Stocks gain as traders respond to Fed hike

By Rita Nazareth Bloomberg

Stocks rallied, halting a five-day rout that took 10% off the S&P 500, after Federal Reserve Chair Jerome Powell said outsize rate hikes will be rare as officials intensify their battle against sky-high inflation.

Treasury yields tumbled alongside the dollar.

Equities pushed higher amid wild swings as the central bank raised rates by 75 basis points – the biggest increase since 1994 – and Powell said officials could move by that much in July or make a smaller half-point hike.

While “it will take some time” to get inflation back down, the Fed chief is confident that “we will do that.” His remarks sent two-year Treasury yields sinking as much as 24 basis points.

“The Fed nailed it,” said Ronald Temple, co-head of multi-asset and head of US equity at Lazard Asset Management. “The Fed demonstrated its resolve to tame inflation without undermining its employment mandate.
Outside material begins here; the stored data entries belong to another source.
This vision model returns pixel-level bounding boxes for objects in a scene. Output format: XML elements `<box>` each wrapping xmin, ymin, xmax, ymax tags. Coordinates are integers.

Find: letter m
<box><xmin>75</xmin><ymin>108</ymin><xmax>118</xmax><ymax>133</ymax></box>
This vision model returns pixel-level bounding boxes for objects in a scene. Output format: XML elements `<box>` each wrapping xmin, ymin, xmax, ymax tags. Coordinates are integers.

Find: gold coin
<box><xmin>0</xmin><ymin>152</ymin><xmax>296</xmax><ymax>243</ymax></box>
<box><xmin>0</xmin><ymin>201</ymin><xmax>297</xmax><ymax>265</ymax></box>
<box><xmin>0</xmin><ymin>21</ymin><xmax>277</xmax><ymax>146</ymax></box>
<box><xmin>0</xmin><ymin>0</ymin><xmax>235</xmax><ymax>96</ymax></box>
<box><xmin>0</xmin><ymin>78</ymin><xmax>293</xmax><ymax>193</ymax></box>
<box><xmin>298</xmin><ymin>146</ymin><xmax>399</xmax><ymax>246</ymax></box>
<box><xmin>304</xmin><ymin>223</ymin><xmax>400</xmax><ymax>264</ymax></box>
“While some spectators argued for an even steeper hike, the Fed understood that the combination of rate hikes and QT already takes the US into uncharted territory with significant risks to growth,” he said, referring to quantitative tightening.

Powell and his colleagues on Wednesday intensified their effort to cool prices by lifting the target range for the federal funds rate to 1.5% to 1.75%.
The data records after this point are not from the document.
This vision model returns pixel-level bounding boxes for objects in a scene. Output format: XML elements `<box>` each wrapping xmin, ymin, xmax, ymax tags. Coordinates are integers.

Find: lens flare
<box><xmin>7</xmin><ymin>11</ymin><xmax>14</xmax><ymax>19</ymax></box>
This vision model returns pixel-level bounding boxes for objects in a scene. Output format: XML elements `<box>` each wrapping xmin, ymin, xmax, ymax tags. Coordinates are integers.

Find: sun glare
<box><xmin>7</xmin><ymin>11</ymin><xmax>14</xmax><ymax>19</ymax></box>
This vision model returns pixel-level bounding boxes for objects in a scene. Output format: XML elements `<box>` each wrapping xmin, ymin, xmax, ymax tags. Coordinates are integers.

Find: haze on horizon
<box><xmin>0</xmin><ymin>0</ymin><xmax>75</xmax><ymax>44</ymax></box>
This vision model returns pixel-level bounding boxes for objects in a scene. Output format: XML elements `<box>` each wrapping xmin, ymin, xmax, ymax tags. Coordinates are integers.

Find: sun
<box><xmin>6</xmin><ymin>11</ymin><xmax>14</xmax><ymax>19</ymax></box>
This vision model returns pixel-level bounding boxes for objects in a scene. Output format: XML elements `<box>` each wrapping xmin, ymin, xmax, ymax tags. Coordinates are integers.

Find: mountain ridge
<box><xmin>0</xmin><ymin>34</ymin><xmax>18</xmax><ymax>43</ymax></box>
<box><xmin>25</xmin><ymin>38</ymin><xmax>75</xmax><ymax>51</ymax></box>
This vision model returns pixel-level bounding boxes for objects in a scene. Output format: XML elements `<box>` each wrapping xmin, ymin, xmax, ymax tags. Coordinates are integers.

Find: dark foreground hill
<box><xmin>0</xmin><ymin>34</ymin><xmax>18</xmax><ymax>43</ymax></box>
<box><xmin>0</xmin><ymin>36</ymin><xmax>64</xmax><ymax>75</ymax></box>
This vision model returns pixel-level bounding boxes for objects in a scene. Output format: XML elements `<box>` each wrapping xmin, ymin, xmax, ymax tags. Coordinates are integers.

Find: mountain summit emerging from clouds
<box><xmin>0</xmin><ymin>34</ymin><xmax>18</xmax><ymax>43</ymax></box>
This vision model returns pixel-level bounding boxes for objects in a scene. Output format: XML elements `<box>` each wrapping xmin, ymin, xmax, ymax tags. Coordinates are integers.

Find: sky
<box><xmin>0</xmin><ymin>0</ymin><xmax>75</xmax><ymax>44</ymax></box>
Officials projected raising it to 3.4% by year-end, implying another 175 basis points of tightening this year.

The Fed also reiterated it will shrink its massive balance sheet by $47.5 billion a month – a move that took effect June 1 – stepping up to $95 billion in September.

Barclays, which was among the first major banks to shift its Fed prediction for June to a 75-basis-point hike, said it anticipates the central bank will return to hiking at a 50-basis-point pace in July.

Meantime, T. Rowe Price Group, manager of $1.4 trillion in assets, said investors should buy bonds now because it’s the “most attractive point” in years.

The Fed’s so-called dot plot, which the U.S. central bank uses to signal its outlook for the path of interest rates, shows the median year-end projection for the federal funds rate moved up to 3.4%. The estimate for the end of 2023 was boosted to near 3.8%.